La recherche et l’innovation sont également des domaines où l’échelle transnationale est plus pertinente. Grâce au soutien de la Mission Cancer d’Horizon Europe, l’UE pourra renforcer la qualité de la recherche et de l’innovation dans tous les États membres. La recherche biomédicale d’avenir reposant sur l’utilisation de l’intelligence artificielle et des Big Data, les propositions d’Initiative européenne d’imagerie du cancer, d’un espace européen de données de santé et le renforcement du Système européen d’information sur le cancer devraient nous permettre de maximiser les chances de progrès dans les années à venir.
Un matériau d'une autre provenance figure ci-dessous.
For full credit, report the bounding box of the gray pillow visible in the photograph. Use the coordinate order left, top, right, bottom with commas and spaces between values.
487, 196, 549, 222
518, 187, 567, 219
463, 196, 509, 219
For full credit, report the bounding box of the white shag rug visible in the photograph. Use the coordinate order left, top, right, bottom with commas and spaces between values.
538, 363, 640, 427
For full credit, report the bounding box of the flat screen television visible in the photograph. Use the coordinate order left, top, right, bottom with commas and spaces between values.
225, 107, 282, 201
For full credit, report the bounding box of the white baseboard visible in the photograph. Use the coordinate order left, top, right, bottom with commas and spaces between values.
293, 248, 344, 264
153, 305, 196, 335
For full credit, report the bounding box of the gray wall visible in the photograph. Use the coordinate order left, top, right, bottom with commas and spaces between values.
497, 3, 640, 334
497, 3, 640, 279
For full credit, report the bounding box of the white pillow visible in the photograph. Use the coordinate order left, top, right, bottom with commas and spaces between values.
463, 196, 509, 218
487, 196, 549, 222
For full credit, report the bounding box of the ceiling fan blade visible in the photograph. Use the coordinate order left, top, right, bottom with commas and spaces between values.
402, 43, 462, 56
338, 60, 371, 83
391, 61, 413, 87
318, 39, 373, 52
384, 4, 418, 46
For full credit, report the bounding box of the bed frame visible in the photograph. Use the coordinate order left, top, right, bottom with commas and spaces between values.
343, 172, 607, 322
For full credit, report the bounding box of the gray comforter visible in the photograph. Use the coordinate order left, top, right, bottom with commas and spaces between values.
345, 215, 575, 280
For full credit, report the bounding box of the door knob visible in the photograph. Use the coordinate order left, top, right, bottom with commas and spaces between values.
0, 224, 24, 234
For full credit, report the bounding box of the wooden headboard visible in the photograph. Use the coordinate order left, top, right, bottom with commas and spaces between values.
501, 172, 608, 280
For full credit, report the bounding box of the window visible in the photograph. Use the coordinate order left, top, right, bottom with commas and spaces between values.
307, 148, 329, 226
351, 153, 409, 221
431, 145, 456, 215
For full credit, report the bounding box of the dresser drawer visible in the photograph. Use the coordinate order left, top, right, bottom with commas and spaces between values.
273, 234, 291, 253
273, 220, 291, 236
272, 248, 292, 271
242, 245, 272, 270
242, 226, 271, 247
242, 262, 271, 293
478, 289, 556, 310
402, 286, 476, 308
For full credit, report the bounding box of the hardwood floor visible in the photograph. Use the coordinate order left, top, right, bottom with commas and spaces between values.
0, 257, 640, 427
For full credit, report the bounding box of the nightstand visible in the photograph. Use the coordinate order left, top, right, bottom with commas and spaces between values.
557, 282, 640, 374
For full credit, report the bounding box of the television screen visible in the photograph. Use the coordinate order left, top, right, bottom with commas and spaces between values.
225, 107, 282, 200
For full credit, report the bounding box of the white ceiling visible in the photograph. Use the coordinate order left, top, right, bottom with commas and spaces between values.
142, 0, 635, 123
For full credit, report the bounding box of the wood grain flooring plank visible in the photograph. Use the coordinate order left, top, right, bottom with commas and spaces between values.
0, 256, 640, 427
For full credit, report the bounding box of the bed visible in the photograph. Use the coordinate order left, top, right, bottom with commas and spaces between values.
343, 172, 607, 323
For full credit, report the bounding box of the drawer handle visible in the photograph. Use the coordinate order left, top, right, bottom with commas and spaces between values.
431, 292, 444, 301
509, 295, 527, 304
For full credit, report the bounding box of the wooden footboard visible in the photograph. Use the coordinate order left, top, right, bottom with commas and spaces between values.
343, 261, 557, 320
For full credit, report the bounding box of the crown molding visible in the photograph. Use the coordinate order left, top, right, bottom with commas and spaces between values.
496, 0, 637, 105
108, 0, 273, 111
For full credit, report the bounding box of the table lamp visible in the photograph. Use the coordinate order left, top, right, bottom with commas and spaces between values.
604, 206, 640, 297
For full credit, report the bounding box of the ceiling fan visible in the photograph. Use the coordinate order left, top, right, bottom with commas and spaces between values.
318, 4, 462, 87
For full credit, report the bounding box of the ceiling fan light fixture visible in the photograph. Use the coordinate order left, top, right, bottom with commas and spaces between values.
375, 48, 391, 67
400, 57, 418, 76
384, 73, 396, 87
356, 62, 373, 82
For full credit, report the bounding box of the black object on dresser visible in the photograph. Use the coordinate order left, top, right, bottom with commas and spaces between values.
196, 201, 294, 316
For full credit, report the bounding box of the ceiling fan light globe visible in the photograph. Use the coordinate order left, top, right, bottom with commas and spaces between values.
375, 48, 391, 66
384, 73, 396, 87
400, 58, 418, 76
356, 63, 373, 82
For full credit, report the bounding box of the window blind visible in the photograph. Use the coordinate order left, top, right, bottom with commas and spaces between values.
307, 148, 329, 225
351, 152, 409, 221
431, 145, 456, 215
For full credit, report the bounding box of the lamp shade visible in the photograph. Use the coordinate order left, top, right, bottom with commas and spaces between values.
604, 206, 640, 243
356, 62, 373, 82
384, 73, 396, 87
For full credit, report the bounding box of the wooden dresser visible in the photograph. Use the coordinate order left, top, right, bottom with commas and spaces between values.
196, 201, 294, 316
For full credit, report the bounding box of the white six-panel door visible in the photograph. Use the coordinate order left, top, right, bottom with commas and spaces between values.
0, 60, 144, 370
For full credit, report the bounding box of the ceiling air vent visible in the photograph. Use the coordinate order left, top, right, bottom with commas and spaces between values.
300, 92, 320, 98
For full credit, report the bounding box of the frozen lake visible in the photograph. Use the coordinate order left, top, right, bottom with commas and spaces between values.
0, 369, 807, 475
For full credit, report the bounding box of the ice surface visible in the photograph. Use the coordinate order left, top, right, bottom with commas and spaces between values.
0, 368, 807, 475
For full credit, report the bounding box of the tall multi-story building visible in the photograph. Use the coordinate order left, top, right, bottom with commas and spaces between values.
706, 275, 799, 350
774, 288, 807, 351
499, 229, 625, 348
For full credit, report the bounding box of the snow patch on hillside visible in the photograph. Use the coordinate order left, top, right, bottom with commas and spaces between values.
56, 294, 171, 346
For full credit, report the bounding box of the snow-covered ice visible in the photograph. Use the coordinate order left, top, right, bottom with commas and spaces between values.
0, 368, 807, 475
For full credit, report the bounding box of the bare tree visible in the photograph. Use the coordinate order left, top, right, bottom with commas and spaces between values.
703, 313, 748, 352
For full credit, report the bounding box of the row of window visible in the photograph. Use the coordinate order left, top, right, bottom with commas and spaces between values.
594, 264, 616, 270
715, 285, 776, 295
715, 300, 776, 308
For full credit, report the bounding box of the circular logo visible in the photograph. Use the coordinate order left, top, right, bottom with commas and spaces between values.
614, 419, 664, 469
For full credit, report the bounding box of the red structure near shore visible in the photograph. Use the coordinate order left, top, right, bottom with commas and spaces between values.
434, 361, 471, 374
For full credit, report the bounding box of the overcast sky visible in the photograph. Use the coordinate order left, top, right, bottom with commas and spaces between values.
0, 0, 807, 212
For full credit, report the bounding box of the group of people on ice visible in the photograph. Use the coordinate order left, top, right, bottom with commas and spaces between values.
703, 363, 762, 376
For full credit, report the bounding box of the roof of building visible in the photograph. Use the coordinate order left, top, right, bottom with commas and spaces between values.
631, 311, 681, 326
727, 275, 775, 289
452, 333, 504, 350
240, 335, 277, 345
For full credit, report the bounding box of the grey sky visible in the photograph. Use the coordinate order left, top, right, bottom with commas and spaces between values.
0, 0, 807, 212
La recherche française devra prendre toute sa place dans ce dispositif.

Égalité d’accès aux meilleurs traitements

La coopération européenne peut, déjà, porter ses fruits par le partage des connaissances existantes à l’échelle du continent. Permettre l’égalité d’accès aux meilleurs traitements, c’est précisément l’ambition du centre de connaissance sur le cancer, c’est à dire d’un Institut européen du cancer, mais aussi de nouveaux réseaux européens de référence ou encore d’un programme de formation pluridisciplinaire.

Pluridisciplinaire, c’est aussi ce qui a caractérisé l’élaboration de ce plan européen. Pas moins de treize commissaires européens se sont mis autour de la table et les quatre milliards d’euros dont est doté le plan sont alimentés par divers programmes européens : programmes de santé (EU4Health), de recherche (Horizon Europe), mais aussi de développement du numérique (Digital Europe), de l’éducation (Erasmus +), ou encore des fonds structurels destinés aux politiques régionales. La Commission européenne témoigne ainsi d’une vision globale de la santé, prise en compte dans toutes les politiques et instruments financiers.

Dans son plan, la Commission ne s’attaque pas seulement aux inégalités en matière de prévention, de dépistage, de diagnostic, de traitements et de retour à une vie sociale et affective harmonieuse, elle consacre également un volet spécifique à la plus intolérable des injustices : les cancers pédiatriques. Une initiative visant à garantir aux enfants un accès rapide et optimal à la détection, au diagnostic, au traitement et aux soins sera lancée.

Une étape vers une Europe de la santé

Cette priorité est également partagée par les ambitions de la stratégie décennale française, exprimées par le Président de la République : « nous devons mieux accompagner les patients pour leur permettre de suivre leurs études, de pratiquer des activités, de garder cette part aussi d’insouciance qui appartient à leur âge et qui doit être préservée même lorsque la fatalité frappe. »

Le plan européen de lutte contre le cancer est donc une étape importante vers la construction d’une vraie Europe de la santé, fondée sur une vision solidaire et globale, illustrant par l’exemple une Union qui fait notre force et qui répond à la première préoccupation de ses citoyens : leur santé.